I’m Joan Oleck, and my daughter whom I adopted in 1996 in Russia is now 26 years old. I ended up adopting Anya through an agency in Russia that had a connection with Spence-Chapin back in New York where I was living, and that connection was open to single women adopting which was still kind of unusual back then. So, I jumped on it. My grandparents had emigrated from Russia, what was then Russia in the nineteenth century and I had always loved Russian culture so it was a good fit for me. I passed all of the screenings I had to do. In October of 96, I traveled to Russia with another couple who were also adopting from the same orphanage. I got a tiny little baby, just five pounds, very undernourished and I named her Anya. And on the car ride back, 200 miles back to Moscow, she was on my lap, somehow I picked up on the fact that she wanted to look out the window. So I picked her up and held her against the window, and she, you know, quieted down and that was a very sweet moment. We were passing a lot of birch trees and a lot of American towels that people hung in their yards to sell for some reason. Anyway, that week will stay in my memory forever.
Ali: What is something that you wish more people knew about adoption?
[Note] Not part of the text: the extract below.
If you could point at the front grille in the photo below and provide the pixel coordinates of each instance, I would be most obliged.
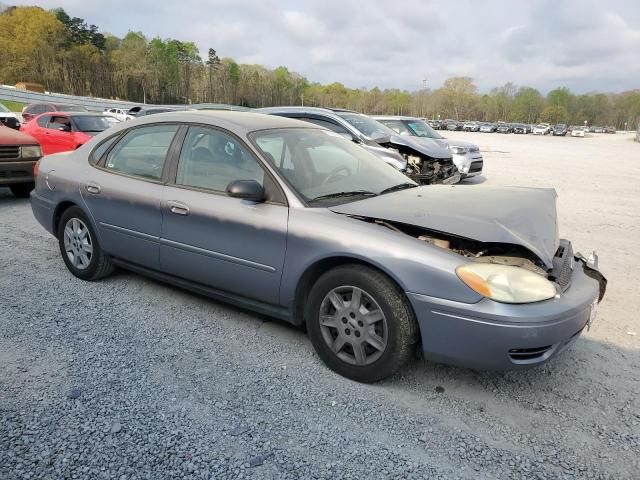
(9, 152)
(476, 166)
(563, 263)
(527, 355)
Joan: That aside from the genetic issues, because sometimes, you know you need to see if you can match on a kidney or stem cells or whatever. That aside from that, that child is as much yours as if you had given birth to her or him. And I just really want people to understand that. You know when Anya was a little kid, kids would come up to her and say, “Well who’s your real mom?” and she’d go “Joan is my real Mom, that’s the only Mom I’ve ever had”, even though she and I were in touch with her birth family and exchanged letters for several years. I want people to know that these children have feelings. I, on the other hand, told Anya as soon as she could understand “you are from a country called Russia, here it is on the map”, and everytime Anya heard Russia on the news, she’d go “Mommy! They just said "Russia, where I’m from!”, and she was always very comfortable with it as a result. I was very fortunate to be adopting at a time when single women were slowly being accepted as adopted parents, and the same thing was happening with gay couples. At the time being 97’ 98’, I wrote a widely disseminated piece for a platform called Solan, and it won a national award, just interviewing singles and gay couples who were adopting, and just about the discrimination against them. To this day, it still remains that some church groups in Southern states block gay couples from adopting which is terrible because a loving family of any kind is what any child needs. It doesn't really matter what kind of family. If there’s love, there’s love.